I’ve watched a LOT of vampire films over the years. Most of them are decent and watchable, but a few are just bad, really bad. Vampire In Venice is one of the worst. Not only is the 1988 film a convoluted mess on the screen, it was a complete disaster behind the camera as well. Most of the blame for the misery on set falls heavily upon Klaus Kinski, who went full prima donna on the director and turned into a sexual predator on a few of his female costars. Kinski portrays Nosferatu, the same vampire that he portrayed in 1979’s Nosferatu The Vampyre, except he rarely shows his fangs and he isn’t bald or pointy-eared in this pseudo-sequel. Nope, instead, he looks like the oldest member of Whitesnake parading through the streets of Venice. Big hair and an even bigger ego, that’s Klaus Kinski in this film.
The movie gives us the story of Professor Catalano looking for the wicked Nosferatu some two hundred years after his last known appearance. He arrives in Venice at the request of Princess Helietta, who believes that the vampire is stowed away beneath her family home. So what’s one to do in order to see if ol’ Nosferatu is hanging out under their castle? Have a seance, of course, and unleash him on the poor people of Venice! Catalano and others attempt to stop Nosferatu as he begins to hunt those that are hunting him. He seduces Helietta, whips Catalano…….and then turns his attention to Helietta’s young sister, Maria, whom he claims can save him with her virginal love. Oh, and a lot of other goofy things happen as well. It’s all a big mess, but watch it for yourself and let me know what you think of the film.

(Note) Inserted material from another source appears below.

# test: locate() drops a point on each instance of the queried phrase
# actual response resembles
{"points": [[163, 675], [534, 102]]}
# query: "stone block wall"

What’s crazy about this film, from the overacting to the horrible editing, is that some parts of it are absolutely amazing. The music, composed by Luigi Ceccarelli, is beautiful, as is the song “Mask” by Vangelis. Some of the cinematography is brilliant as well, capturing Venice’s beauty with perfection. As much as I hate to say it, the sequences of Nosferatu wandering around the streets of Venice, directed by Kinski, actually add to the atmosphere of the film. It’s crazy how so many beautiful things could come from such an ugly production.
Speaking of the ugly things, Kinski was accused of going off script on multiple occasions. According to his costar, Barbara De Rossi, Kinski ripped her gown open, exposed her nude body, and viciously groped her breasts and inserted two of his fingers into her vagina. The groping scene is actually in the film, as is a portion of the violent attack that Kinski performed on another costar, Elvire Audray, who he was simply supposed to grab in a dark warehouse and bite her on the neck. Instead, Kinski ripped her clothing off and bit her on the vulva. Kinski’s ripping of her shirt is in the film, but thankfully that is where the scene ends. Audray apparently (and justifiably) ran off of the set in a screaming fit and never returned.
So, do I recommend Vampire In Venice? Yes and no. Yes, because there is beauty to be found deep within this mess, and, no, because Kinski was such a terrible human being by this stage in his life.